Le cochon, la soumission, la religion.


Le web a parfois un côté Cour des miracles. D'un ou deux clics, on se retrouve projeté dans de drôles d'espace-temps. Quelque part entre la mauvaise série américaine, l'hôpital psychiatrique et le bad trip au LSD. Vous savez, le type qui vous parle très sérieusement, images à l'appui, d'un complot ourdi par les Illuminati, E.T. et la comtesse de Cagliostro initiée aux grades secrets par le dernier dépositaire du Protocole des sages de Sion*…
C'est ainsi que je suis tombé la semaine dernière, en pleine effervescence islamo-machin-truc, sur un article qui m'a semblé assez hallucinant. On y expliquait que les vénérables Presses universitaires d'Oxford recommandaient désormais d'éviter à leurs auteurs de faire référence au cochon, au bacon ou aux saucisses dans les futures publications éducatives destinées aux enfants.
Je me suis frotté les yeux, comme nous n'étions pas le 1er avril, j'ai bien vérifié s'il ne s'agissait pas d'un de ces gags journalistiques tendance Gorafi, même pas! En même temps, le journal qui annonçait l'information n'était autre que le Washington Times, le cousin démoulé trop chaud du Post, alors… Pourtant, cette nouvelle hallucinante, je l'ai retrouvée en Angleterre, dans le Daily Mail (pas la Bible non plus), puis ailleurs, dans les "quotidiens sérieux" comme le Guardian


Branle-bas le combat en Grande Bretagne où les gamins apprennent à parler avec Peppa Pig! Les Presses universitaires d'Oxford se justifient et assurent ne "pas interdire complètement les cochons ou le porc dans ses livres" tout en précisant que leurs "produits sont vendus dans près de 200 pays**" et "à cet égard [elles] encourag[ent] certains de [leurs] auteurs de matériel pédagogique à prendre en compte les différences et sensibilités culturelles". Une sorte d'incitation soft, insidieuse, à l'autocensure, quoi. Encore un petit pas, anodin en apparence, vers le reniement.
Eh bien moi, comme beaucoup je pense, ce genre de comportement, cette attitude polie, trop polie, ce silence gêné vis-à-vis d'une religion (l'Islam en l'occurrence***) qui vient se mêler de ce qui ne la regarde pas nécessairement, j'en ai ras le bol. Cette attitude, le silence gêné qui va avec, ce silence peureux m'emmerdent, puent l'esprit munichois et n'aboutissent qu'à des défaites.
Entendons-nous bien, je n'ai pas le cochon revendicatif. Pour la plupart d'entre nous, Français ou Européens "de souche", manger du porc, ce n'est pas un acte religieux ou politique: c'est juste une façon de nous nourrir conforme à une culture qu'on nous a transmise, à des recettes de cuisine, à un goût, à des usages agricoles, à notre histoire.
Devons-nous changer ça sous prétexte que peut-être, on ne sait jamais, certains seront choqués, indignés, révoltés, se sentiront insulté, salis, bafoués? Non. Devons-nous nous soumettre****? Non.

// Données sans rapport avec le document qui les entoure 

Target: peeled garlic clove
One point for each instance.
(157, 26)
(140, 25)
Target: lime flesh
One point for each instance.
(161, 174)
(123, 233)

Pour en rester sur ce très anecdotique exemple du porc, n'oublions pas quand même, alors qu'on veut expurger les manuels anglais du bacon et des sausages, qu'il s'agit de la viande la plus consommée au Monde (source FAO) et en France. Qu'il s'agit, outre d'un des piliers de notre patrimoine gastronomique, d'une viande d'un bon rendement écologique, meilleur par exemple que le bœuf, et économique.
Ça me fait d'ailleurs penser à cette histoire des cantines qui revient régulièrement sur le tapis et dont certains font leur miel: simplifions! Comme à la maison, il est normal qu'on serve du cochon une ou deux fois par semaine dans les cantines, les mess, les restaurants d'administration ou d'entreprises publiques. On n'oblige personne, mais ça n'a pas à être négociable, et je vois mal pourquoi ce genre de lieux seraient dans l'obligation de proposer un plat de substitution au porc et d'en supporter le surcoût (il s'agit de services publics facultatifs). Après, si pour un commensal le fait de ne pas manger de saucisson, de filet mignon ou de jambon est fondamental, rien de dramatique, il se rattrape sur l'entrée, il mange du pain ou un bout de fromage en plus. Où il déjeune ailleurs. Dans la vie, c'est plus souvent au menu qu'à la carte.
Alors, je sais que pour avoir osé faire l'apologie du cochon sinon rien, on va me ressortir les mots de à la mode, les amalgames***** et tout ça, qu'on va me donner des leçon de respect… Que l'on respecte d'abord les lois héritées des Lumières, un des plus précieux éléments de notre patrimoine! Quant à la religion, il y a des lieux pour ça.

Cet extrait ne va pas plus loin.